Km 40-50 En dan ineens is het spel op de wagen. Het gaat nu omhoog. Niet steil, gewoon omhoog. Ik rijd rustig met André, Noud, Simon, Peter. Ineens schiet Jaap voorbij, zoals alleen Jaap voorbij kan schieten. Anaroob. Een moment van twijfel. Ik schakel en ben in een mum van tijd bij Jaap’s hijgende zwijgzaamheid. Een rustdag? ‘Dit is te mooi’, zegt hij. We zijn weer thuis. We voeren het tempo op. Jonge hond Simon probeert moedig aan te pikken. Wij zien een rode vlek achter ons. Die steeds verder weg raakt. 20 meter, 30 meter, we rijden weg. Mijn hartslag raakt soms de 180. Jaap maalt krachtig door. Houden we dit vol, ja dit houden we vol, omdat we dit vol moeten houden. Gaat Jaap nog harder? Ik besluit iets aan te zetten. Jaap gaat mee. We hebben afgesproken rustig naar boven te gaan.

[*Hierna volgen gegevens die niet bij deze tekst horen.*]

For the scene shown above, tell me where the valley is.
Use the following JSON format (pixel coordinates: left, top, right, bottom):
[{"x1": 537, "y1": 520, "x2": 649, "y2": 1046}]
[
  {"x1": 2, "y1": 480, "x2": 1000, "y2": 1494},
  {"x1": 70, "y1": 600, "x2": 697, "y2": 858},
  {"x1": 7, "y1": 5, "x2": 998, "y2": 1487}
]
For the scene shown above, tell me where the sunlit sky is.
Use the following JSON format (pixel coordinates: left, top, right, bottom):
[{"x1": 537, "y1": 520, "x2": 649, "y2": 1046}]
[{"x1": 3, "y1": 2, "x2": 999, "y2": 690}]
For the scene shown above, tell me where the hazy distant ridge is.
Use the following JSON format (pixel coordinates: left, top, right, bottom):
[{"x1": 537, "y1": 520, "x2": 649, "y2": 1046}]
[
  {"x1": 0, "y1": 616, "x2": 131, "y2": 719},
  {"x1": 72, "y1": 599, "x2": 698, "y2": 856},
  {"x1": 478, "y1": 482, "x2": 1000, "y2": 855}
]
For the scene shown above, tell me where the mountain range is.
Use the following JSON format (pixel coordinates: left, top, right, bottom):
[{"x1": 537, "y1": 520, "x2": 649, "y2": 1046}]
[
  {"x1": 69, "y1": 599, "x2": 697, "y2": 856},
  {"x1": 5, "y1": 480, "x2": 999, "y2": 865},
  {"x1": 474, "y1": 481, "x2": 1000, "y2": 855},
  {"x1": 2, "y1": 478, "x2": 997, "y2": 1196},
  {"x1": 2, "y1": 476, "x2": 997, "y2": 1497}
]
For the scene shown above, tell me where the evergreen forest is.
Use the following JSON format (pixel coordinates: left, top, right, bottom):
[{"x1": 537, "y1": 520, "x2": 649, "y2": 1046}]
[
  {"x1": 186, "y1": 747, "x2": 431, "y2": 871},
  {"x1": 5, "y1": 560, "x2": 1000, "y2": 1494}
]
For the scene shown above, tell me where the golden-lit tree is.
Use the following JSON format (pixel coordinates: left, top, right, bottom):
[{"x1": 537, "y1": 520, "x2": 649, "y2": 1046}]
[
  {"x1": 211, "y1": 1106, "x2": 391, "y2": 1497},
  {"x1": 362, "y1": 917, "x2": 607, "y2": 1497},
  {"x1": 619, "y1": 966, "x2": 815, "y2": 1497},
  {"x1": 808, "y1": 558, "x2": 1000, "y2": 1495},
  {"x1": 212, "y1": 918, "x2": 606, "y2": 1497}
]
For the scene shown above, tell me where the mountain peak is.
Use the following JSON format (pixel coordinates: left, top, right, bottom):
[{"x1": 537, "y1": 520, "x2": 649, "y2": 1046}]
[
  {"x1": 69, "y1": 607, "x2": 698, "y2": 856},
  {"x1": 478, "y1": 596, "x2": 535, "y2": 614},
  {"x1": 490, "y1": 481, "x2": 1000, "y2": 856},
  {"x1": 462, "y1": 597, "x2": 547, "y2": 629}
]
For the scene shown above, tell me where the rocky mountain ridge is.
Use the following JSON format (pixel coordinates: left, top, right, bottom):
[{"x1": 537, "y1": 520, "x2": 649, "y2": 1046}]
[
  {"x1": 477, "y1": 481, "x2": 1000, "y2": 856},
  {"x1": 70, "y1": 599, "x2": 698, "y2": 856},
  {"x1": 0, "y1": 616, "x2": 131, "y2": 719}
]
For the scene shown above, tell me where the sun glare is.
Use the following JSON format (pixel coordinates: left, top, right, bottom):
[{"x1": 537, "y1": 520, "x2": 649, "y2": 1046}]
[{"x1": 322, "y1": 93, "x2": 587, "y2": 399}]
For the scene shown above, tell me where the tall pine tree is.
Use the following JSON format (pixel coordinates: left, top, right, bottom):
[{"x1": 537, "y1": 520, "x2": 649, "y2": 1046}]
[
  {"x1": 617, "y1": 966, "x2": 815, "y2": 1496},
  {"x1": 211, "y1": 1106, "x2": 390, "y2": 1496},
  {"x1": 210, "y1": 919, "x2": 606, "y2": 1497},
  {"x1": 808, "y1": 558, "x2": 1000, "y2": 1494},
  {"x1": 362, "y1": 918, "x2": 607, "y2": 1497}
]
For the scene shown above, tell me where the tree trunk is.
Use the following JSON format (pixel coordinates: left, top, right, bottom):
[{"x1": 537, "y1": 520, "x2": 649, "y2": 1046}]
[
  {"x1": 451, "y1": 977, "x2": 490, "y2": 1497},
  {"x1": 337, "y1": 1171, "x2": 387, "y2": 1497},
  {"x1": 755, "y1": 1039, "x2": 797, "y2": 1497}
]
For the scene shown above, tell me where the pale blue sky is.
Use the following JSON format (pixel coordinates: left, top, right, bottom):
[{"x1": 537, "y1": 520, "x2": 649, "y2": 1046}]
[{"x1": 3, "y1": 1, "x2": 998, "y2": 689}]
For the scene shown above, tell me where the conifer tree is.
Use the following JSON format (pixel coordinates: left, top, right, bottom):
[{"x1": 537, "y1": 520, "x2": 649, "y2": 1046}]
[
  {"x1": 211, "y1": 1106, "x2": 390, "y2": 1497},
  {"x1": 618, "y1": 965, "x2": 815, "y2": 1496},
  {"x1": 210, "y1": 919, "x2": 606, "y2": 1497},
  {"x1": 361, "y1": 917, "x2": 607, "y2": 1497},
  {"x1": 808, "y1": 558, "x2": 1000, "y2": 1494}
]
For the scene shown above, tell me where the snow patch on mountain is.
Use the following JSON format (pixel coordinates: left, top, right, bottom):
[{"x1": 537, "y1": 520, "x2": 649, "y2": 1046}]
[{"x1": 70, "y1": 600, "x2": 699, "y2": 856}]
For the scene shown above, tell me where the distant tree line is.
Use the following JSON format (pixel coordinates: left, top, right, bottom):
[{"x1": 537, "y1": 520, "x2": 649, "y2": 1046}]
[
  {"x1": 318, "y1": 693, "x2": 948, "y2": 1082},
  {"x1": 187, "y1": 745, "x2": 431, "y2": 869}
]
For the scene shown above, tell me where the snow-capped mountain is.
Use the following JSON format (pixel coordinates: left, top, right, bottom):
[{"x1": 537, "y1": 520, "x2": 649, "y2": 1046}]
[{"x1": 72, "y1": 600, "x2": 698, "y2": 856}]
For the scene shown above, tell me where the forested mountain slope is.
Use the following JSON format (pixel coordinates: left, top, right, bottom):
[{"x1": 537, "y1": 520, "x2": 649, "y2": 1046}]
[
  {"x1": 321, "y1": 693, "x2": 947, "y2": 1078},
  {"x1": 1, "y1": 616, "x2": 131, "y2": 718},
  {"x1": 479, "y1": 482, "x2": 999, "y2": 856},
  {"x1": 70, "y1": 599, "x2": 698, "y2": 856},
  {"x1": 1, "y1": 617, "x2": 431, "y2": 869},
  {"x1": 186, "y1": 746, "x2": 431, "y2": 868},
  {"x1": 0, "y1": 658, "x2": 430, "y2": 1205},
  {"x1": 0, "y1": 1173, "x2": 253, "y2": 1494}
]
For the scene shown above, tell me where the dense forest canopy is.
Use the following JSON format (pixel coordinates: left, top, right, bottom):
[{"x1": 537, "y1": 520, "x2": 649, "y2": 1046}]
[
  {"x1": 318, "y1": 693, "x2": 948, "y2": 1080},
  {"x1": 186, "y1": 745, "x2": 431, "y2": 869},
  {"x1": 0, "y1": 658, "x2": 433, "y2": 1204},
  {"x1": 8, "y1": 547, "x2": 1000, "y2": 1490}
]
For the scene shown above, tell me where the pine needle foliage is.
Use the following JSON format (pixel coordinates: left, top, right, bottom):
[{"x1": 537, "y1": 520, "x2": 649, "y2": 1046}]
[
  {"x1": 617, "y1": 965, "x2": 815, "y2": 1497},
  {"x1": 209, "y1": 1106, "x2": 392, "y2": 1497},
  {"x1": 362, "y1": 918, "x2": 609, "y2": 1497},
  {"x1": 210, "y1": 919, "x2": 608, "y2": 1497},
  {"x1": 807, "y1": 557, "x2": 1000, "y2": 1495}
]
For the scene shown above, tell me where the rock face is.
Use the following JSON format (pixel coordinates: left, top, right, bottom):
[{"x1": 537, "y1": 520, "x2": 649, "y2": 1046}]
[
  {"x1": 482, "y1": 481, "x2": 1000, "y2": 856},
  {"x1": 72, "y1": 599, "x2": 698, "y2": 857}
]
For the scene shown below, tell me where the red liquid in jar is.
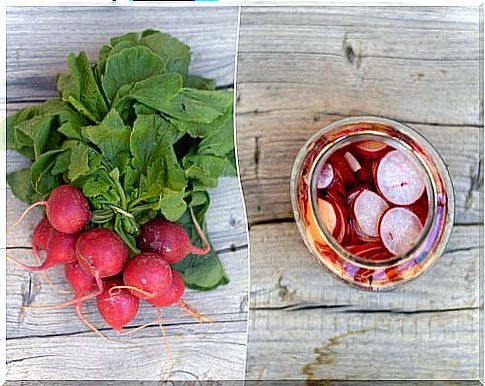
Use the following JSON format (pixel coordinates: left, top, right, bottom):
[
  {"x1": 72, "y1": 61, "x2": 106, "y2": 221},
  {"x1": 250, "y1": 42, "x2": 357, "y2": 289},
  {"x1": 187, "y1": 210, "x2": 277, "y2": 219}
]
[{"x1": 314, "y1": 140, "x2": 429, "y2": 262}]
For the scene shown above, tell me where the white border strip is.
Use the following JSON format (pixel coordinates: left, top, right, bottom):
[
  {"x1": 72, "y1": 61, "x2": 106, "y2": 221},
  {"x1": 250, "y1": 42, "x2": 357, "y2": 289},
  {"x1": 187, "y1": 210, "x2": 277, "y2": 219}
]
[
  {"x1": 232, "y1": 6, "x2": 251, "y2": 383},
  {"x1": 0, "y1": 2, "x2": 6, "y2": 385}
]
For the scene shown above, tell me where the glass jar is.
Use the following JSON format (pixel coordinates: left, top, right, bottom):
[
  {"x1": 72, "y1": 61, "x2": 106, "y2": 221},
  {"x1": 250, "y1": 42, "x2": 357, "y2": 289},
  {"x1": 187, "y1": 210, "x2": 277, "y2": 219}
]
[{"x1": 290, "y1": 116, "x2": 454, "y2": 291}]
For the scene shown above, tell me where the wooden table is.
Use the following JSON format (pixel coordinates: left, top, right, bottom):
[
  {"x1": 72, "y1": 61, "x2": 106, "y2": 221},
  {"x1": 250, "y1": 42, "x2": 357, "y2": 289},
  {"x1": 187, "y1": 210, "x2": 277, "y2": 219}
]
[
  {"x1": 237, "y1": 7, "x2": 482, "y2": 382},
  {"x1": 6, "y1": 7, "x2": 248, "y2": 381}
]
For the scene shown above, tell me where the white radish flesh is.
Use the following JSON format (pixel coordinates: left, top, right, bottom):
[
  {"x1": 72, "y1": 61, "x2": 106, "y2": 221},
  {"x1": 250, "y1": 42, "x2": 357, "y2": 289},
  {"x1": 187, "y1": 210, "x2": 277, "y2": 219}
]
[
  {"x1": 343, "y1": 152, "x2": 361, "y2": 173},
  {"x1": 376, "y1": 150, "x2": 425, "y2": 205},
  {"x1": 379, "y1": 207, "x2": 423, "y2": 256},
  {"x1": 353, "y1": 189, "x2": 389, "y2": 238},
  {"x1": 317, "y1": 163, "x2": 334, "y2": 189}
]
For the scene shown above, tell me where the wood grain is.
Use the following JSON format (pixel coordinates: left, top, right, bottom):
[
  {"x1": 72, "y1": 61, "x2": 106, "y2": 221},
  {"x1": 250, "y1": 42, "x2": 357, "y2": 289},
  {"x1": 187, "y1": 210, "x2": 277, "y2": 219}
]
[
  {"x1": 237, "y1": 6, "x2": 482, "y2": 382},
  {"x1": 247, "y1": 308, "x2": 479, "y2": 380},
  {"x1": 6, "y1": 6, "x2": 238, "y2": 102},
  {"x1": 237, "y1": 111, "x2": 481, "y2": 225},
  {"x1": 249, "y1": 223, "x2": 480, "y2": 312},
  {"x1": 6, "y1": 6, "x2": 247, "y2": 381},
  {"x1": 7, "y1": 320, "x2": 247, "y2": 380},
  {"x1": 238, "y1": 7, "x2": 481, "y2": 126}
]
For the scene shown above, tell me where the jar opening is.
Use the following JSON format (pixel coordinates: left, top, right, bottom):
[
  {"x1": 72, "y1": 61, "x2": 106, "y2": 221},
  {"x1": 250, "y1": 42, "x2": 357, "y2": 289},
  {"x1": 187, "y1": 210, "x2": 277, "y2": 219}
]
[{"x1": 309, "y1": 130, "x2": 436, "y2": 269}]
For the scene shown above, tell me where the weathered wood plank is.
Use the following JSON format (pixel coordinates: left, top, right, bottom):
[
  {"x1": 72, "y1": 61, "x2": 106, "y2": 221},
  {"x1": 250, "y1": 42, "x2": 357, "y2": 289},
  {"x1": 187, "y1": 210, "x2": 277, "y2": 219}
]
[
  {"x1": 237, "y1": 7, "x2": 481, "y2": 126},
  {"x1": 6, "y1": 6, "x2": 238, "y2": 102},
  {"x1": 238, "y1": 7, "x2": 482, "y2": 382},
  {"x1": 5, "y1": 382, "x2": 479, "y2": 386},
  {"x1": 249, "y1": 222, "x2": 479, "y2": 311},
  {"x1": 246, "y1": 308, "x2": 479, "y2": 380},
  {"x1": 6, "y1": 6, "x2": 246, "y2": 380},
  {"x1": 6, "y1": 247, "x2": 247, "y2": 339},
  {"x1": 237, "y1": 111, "x2": 481, "y2": 225},
  {"x1": 7, "y1": 320, "x2": 247, "y2": 380}
]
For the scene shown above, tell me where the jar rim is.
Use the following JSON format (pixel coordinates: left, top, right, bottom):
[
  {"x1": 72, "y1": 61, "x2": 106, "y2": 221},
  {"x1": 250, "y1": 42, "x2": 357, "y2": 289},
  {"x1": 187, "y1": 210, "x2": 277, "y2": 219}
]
[{"x1": 290, "y1": 115, "x2": 455, "y2": 290}]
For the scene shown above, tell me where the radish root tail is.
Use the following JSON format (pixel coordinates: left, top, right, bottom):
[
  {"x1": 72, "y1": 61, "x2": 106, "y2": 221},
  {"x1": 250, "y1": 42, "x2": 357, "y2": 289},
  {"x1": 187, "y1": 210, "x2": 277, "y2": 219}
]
[
  {"x1": 33, "y1": 245, "x2": 72, "y2": 295},
  {"x1": 6, "y1": 254, "x2": 50, "y2": 272},
  {"x1": 23, "y1": 285, "x2": 102, "y2": 310},
  {"x1": 109, "y1": 285, "x2": 154, "y2": 299},
  {"x1": 188, "y1": 207, "x2": 211, "y2": 255},
  {"x1": 75, "y1": 303, "x2": 107, "y2": 340},
  {"x1": 118, "y1": 318, "x2": 164, "y2": 336},
  {"x1": 179, "y1": 300, "x2": 211, "y2": 323},
  {"x1": 8, "y1": 201, "x2": 47, "y2": 232},
  {"x1": 76, "y1": 303, "x2": 135, "y2": 345},
  {"x1": 156, "y1": 308, "x2": 175, "y2": 378}
]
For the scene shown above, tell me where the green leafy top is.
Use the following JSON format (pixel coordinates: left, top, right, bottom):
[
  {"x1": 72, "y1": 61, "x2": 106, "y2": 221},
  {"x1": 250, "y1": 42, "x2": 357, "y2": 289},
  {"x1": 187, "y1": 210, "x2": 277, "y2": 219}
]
[{"x1": 7, "y1": 30, "x2": 236, "y2": 291}]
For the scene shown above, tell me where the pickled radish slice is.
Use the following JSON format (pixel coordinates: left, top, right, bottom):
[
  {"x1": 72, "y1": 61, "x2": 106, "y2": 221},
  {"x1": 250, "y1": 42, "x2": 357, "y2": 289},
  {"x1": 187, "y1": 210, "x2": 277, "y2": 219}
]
[
  {"x1": 318, "y1": 198, "x2": 337, "y2": 233},
  {"x1": 354, "y1": 141, "x2": 388, "y2": 159},
  {"x1": 379, "y1": 207, "x2": 423, "y2": 256},
  {"x1": 317, "y1": 163, "x2": 334, "y2": 189},
  {"x1": 376, "y1": 150, "x2": 425, "y2": 205},
  {"x1": 344, "y1": 152, "x2": 361, "y2": 173},
  {"x1": 353, "y1": 189, "x2": 389, "y2": 238},
  {"x1": 328, "y1": 153, "x2": 355, "y2": 186},
  {"x1": 347, "y1": 188, "x2": 363, "y2": 204},
  {"x1": 317, "y1": 196, "x2": 346, "y2": 243}
]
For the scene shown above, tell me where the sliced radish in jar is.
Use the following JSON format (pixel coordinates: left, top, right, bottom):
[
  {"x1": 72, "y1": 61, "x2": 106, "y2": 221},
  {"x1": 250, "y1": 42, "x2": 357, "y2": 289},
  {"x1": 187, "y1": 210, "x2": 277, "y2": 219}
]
[
  {"x1": 379, "y1": 207, "x2": 423, "y2": 256},
  {"x1": 353, "y1": 189, "x2": 388, "y2": 238},
  {"x1": 317, "y1": 163, "x2": 334, "y2": 189},
  {"x1": 347, "y1": 187, "x2": 363, "y2": 205},
  {"x1": 328, "y1": 153, "x2": 355, "y2": 187},
  {"x1": 376, "y1": 150, "x2": 426, "y2": 205},
  {"x1": 317, "y1": 196, "x2": 346, "y2": 243},
  {"x1": 343, "y1": 152, "x2": 361, "y2": 173},
  {"x1": 318, "y1": 198, "x2": 337, "y2": 234},
  {"x1": 354, "y1": 140, "x2": 389, "y2": 159}
]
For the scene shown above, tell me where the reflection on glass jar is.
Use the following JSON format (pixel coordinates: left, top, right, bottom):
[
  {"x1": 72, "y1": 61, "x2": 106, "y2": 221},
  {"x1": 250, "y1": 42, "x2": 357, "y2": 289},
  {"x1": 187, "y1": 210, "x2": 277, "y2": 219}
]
[{"x1": 290, "y1": 117, "x2": 454, "y2": 291}]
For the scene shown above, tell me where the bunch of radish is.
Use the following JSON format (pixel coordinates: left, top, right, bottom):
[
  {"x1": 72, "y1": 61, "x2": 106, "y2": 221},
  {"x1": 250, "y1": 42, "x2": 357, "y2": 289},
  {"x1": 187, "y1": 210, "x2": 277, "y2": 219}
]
[
  {"x1": 315, "y1": 140, "x2": 428, "y2": 260},
  {"x1": 8, "y1": 185, "x2": 210, "y2": 337}
]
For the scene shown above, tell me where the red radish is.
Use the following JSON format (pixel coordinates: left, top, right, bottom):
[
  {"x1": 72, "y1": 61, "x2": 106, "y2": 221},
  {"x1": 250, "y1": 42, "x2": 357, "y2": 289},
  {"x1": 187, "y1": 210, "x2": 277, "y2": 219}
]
[
  {"x1": 352, "y1": 189, "x2": 389, "y2": 239},
  {"x1": 122, "y1": 253, "x2": 173, "y2": 299},
  {"x1": 145, "y1": 271, "x2": 210, "y2": 323},
  {"x1": 147, "y1": 271, "x2": 185, "y2": 308},
  {"x1": 64, "y1": 261, "x2": 99, "y2": 333},
  {"x1": 379, "y1": 207, "x2": 423, "y2": 256},
  {"x1": 33, "y1": 218, "x2": 53, "y2": 252},
  {"x1": 376, "y1": 150, "x2": 426, "y2": 205},
  {"x1": 317, "y1": 163, "x2": 334, "y2": 189},
  {"x1": 137, "y1": 209, "x2": 210, "y2": 264},
  {"x1": 97, "y1": 277, "x2": 139, "y2": 332},
  {"x1": 343, "y1": 151, "x2": 361, "y2": 173},
  {"x1": 7, "y1": 227, "x2": 78, "y2": 271},
  {"x1": 76, "y1": 228, "x2": 129, "y2": 295},
  {"x1": 65, "y1": 260, "x2": 97, "y2": 296},
  {"x1": 24, "y1": 261, "x2": 97, "y2": 328},
  {"x1": 9, "y1": 185, "x2": 91, "y2": 235},
  {"x1": 317, "y1": 195, "x2": 346, "y2": 243},
  {"x1": 353, "y1": 140, "x2": 389, "y2": 159}
]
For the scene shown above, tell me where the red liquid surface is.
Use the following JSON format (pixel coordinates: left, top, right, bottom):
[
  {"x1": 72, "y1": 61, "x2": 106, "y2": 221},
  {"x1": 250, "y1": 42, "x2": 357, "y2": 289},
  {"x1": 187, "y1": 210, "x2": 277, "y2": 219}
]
[{"x1": 314, "y1": 140, "x2": 429, "y2": 262}]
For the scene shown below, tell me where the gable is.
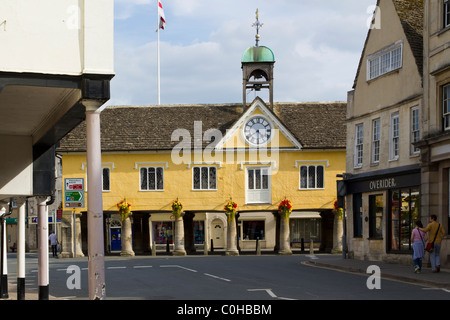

Dus zet Jaap nu aan. Ik ga mee. We demarreren niet, maar houden het tempo op niveau. Een impliciete demarrage, zeg maar. Waarom demarreren we niet echt? We kunnen niet. We lijden al. We lijden, volgens Krabbé is dat ook het mooiste: het lijden. Achteraf wordt het genot. We schakelen allebei zwaarder, want we willen genot. Jaap machtig rustig. Ik soepel elegant, maar met benen die al serieus protesteren. Achter ons geen rood meer. Voor ons de top. Ik zie de zendmasten. Ik zie de zendmasten. Verlossing. Ik kan het houden. Jaap ook. Nog één steil stukje. We zijn er. Geen van beiden heeft verloren. Deal. “Wie tegen zijn verlies kan dient van sportbeoefening te worden uitgesloten”, zegt Krabbé. We zijn er toch ook weer niet. We rijden verder over de parkeerplaats, ontwijken een gezin, en rijden een klein paadje op naar het uitzicht. De echte top. ‘Zó’, zegt Jaap. En zo is het. Genot? Ja, wel een beetje. Als we omkijken zien we in de verte de kameraden de parkeerplaats op rijden. Voor ons het magistrale landschap van de Cevennen. Wij genieten er in commissie meer van dan van de nutteloze overwinning op onszelf. Toch is de leegheid van ons leven ver weg.